I know, you may be asking yourself, “Why would Karen need to do Science?” and the answer is: there are some questions which can only be answered through empirical testing.
one such question:
How thick/strong is the ice at the edge of this frozen pond by the Presidential Palace in Tallinn?
This is clearly a question that can only be answered through experimentation.
I am not a total idiot. I did not jump onto the ice or anything.
I just pushed on it with one of my feet, as I sat on the edge of the pond. That’s way different.
The answer to the question How strong is the ice? is Not very.
Can Karen react quickly enough to pull her foot up before it gets soaked in ice cold water?
Experimental testing indicates…
Two of the days that I’ve been here, I’ve gone to the Russian market, over out of the Old Town, past the train station. It’s hard for me to explain it in a way that will give you a sense of the place but here’s my try:
First, a picture, of one aisle of the many-aisle market:
It is like if every garage sale you’ve ever been to set up shop in tin shacks and table in the melting snow, in a kind of sketch neighborhood in Tallinn, Estonia. And also all the thrift stores. And the little corner ethnic grocery stories. And all the sellers were 45+ years old. And spoke Russian. And had each maintained a specific collection of kinds of objects (one table: watches, power cords, socks. another: camera batteries, old bras, tweezers) for the past 20 years and were displaying those collections now.
It is exactly what I imagine the black market to be like, except maybe on the black market they had a smaller selection of items.
Highlights include: legit Russian fur hats from the actual USSR, about a zillion pairs of shoes, gravestones (coffins sold elsewhere, I guess), lots of cranberries at the grocery stalls, and old cameras I had to quickly move away from to keep myself from buying.
It’s pretty great. Go there sometime, if you get the chance.
Today I had to switch hostels, because the one I was staying at was booked out for tonight by the time I booked it last week. Not a big deal, I just booked one night in another hostel fairly close in Tallinn, packed up my stuff this morning, and set off to switch locations.
Well, after two days of cold but sunny, it was raining and windy and cold. Someone called it “Soviet Weather” if that gives you the picture.
Oh well, I am a hearty traveler, and am firmly of the opinion that a little rain never hurt anyone. So off I set.
Below is the route that I looked up beforehand from one hostel to another:
Not a bad walk, just a little over a mile, not too complicated.
…If you know me, you know that this story is about to take a twist.
Thanks to my patented Never Fail, Always Trustworthy, Generally Quite Impressive Ability to Be Directionally-Challenged, THIS was the route I took:
This turned out to be a 3+ mile scenic tour (in the rain and wind, mind you) of “the other side of town”. The buildings alternated between concrete block apartments and wooden buildings that looked like they were about to fall down. If it had been night time, I would have said it was decidedly “sketch”. I don’t know if this is true, but it felt like closer to what Tallinn might have been like while it was Soviet-controlled, than Old Town does. It was cool to see that, but by the end of my walk, I was reeeally ready to be there.

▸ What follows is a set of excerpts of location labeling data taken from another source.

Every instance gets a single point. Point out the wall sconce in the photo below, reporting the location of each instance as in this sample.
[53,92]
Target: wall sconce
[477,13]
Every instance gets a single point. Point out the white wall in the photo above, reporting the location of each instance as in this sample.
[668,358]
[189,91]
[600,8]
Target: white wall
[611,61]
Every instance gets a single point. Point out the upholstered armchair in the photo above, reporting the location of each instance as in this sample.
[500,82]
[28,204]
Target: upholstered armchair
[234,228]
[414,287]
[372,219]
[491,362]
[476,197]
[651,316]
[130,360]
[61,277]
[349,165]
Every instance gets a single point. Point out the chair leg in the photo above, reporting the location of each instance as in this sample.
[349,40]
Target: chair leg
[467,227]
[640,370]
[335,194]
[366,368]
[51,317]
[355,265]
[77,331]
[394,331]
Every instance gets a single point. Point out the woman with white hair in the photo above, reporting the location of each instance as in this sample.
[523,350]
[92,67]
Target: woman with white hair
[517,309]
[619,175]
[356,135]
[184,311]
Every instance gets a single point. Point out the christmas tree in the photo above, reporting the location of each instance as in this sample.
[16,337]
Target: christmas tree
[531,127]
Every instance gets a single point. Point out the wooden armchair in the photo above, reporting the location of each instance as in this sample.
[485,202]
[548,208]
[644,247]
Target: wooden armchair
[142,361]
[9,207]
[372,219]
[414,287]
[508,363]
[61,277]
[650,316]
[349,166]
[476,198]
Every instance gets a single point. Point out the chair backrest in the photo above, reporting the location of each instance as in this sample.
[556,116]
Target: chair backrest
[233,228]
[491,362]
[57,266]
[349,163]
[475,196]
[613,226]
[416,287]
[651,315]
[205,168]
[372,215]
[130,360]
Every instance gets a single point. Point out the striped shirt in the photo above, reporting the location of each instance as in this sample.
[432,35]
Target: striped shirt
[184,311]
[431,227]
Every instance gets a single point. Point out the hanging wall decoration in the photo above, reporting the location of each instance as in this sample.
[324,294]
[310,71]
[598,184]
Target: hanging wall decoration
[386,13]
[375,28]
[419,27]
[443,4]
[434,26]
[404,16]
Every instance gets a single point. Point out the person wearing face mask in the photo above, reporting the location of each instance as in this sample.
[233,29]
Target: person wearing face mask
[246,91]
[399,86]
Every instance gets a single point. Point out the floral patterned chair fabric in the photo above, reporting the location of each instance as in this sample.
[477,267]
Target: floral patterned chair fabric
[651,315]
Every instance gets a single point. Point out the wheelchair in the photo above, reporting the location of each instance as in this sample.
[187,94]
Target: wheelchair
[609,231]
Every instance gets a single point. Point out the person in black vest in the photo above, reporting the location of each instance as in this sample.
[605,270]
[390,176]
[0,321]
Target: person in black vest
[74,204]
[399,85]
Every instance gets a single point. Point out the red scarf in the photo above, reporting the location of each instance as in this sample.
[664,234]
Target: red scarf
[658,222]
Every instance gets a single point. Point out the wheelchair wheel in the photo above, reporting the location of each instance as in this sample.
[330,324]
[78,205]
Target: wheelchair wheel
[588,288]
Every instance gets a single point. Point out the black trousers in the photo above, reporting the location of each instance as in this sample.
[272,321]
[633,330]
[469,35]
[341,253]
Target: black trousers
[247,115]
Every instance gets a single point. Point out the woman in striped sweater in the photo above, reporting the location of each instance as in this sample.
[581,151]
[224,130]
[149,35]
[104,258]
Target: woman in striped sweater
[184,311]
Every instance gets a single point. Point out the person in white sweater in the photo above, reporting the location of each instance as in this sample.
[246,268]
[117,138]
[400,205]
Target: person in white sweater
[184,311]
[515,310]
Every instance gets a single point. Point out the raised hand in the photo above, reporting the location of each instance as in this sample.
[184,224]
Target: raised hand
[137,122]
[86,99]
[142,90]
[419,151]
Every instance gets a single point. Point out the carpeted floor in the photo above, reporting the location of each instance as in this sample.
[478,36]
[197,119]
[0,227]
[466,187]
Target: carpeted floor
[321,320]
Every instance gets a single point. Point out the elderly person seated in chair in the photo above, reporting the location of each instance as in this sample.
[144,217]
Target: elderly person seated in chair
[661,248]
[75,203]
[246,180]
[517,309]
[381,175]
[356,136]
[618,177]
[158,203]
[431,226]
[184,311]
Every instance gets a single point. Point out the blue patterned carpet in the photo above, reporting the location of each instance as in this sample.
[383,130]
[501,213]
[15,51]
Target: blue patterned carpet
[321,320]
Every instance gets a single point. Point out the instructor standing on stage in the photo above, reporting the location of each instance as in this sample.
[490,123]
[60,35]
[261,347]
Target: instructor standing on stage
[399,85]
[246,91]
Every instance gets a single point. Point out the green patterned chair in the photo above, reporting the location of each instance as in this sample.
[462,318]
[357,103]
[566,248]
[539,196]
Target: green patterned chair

I manage to go precisely the wrong way, and thereafter have awful instincts about getting back on track. It’s a powerful combination, and one that gets more much more exercise than I am really looking for, a lot of the time.
And this is why I should never be in charge of directions for anything, any time.
This is Old Town Tallinn.
This is where I was standing when I took this picture. Up 247 steep stone stairs.